“I’m not prying. I’m just making an observation.”
“I’ll come Saturday night, but only because he won’t let Whit come if I don’t,” Natalie said a little stiffly.
“I’ll never mention it again,” Vivian said, and Natalie knew what she meant. “I’m sorry. I didn’t mean to dredge up something painful.”
“No harm done. I’d long since forgotten.” The lie slid glibly from her tongue, and she smiled one last time at Vivian before she went out the door. Pretending it didn’t matter was the hardest thing she’d done in years.
Chapter Two
Natalie sat in the elementary-school classroom the next morning, bleary-eyed from having been up so late the night before studying for her final exams. It was imperative that she read over her notes in all her classes every night so that when the exam schedule was posted, she’d be ready. She’d barely had time to think, and she didn’t want to. She never wanted to remember again how it had been that night when she was seventeen and Mack had held her in the darkness.
Mrs. Ringgold’s gentle voice, reminding her that it was time to start handwriting practice, brought her to the present. She apologized and organized the class into small groups around the two large class tables. Mrs. Ringgold took one and she the other as they guided the children through the cursive alphabet, taking time to study each effort and offer praise and corrections where they were necessary.
It was during lunch that she met Dave Markham in the line.

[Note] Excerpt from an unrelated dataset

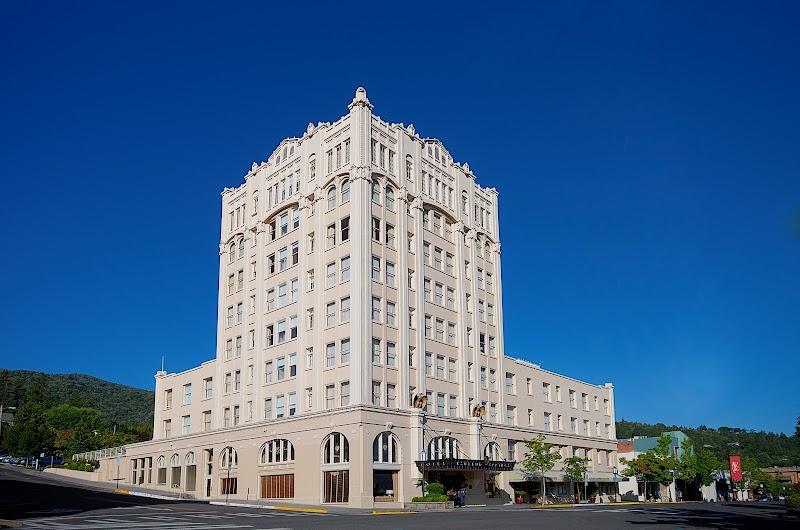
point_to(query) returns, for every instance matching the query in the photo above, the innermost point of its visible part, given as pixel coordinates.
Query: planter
(429, 506)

“You look smug today,” he said with a smile. He was tall and slender, but not in the same way that Mack was. Dave was an intellectual who liked classical music and literature. He couldn’t ride or rope and he knew next to nothing about agriculture. But he was sweet, and at least he was someone Natalie could date without having to worry about fighting him off after dessert.
“Mrs. Ringgold says I’m doing great in the classroom,” she advised. “Professor Bailey comes to observe me tomorrow. Then, next week, finals.” She made a mock shiver.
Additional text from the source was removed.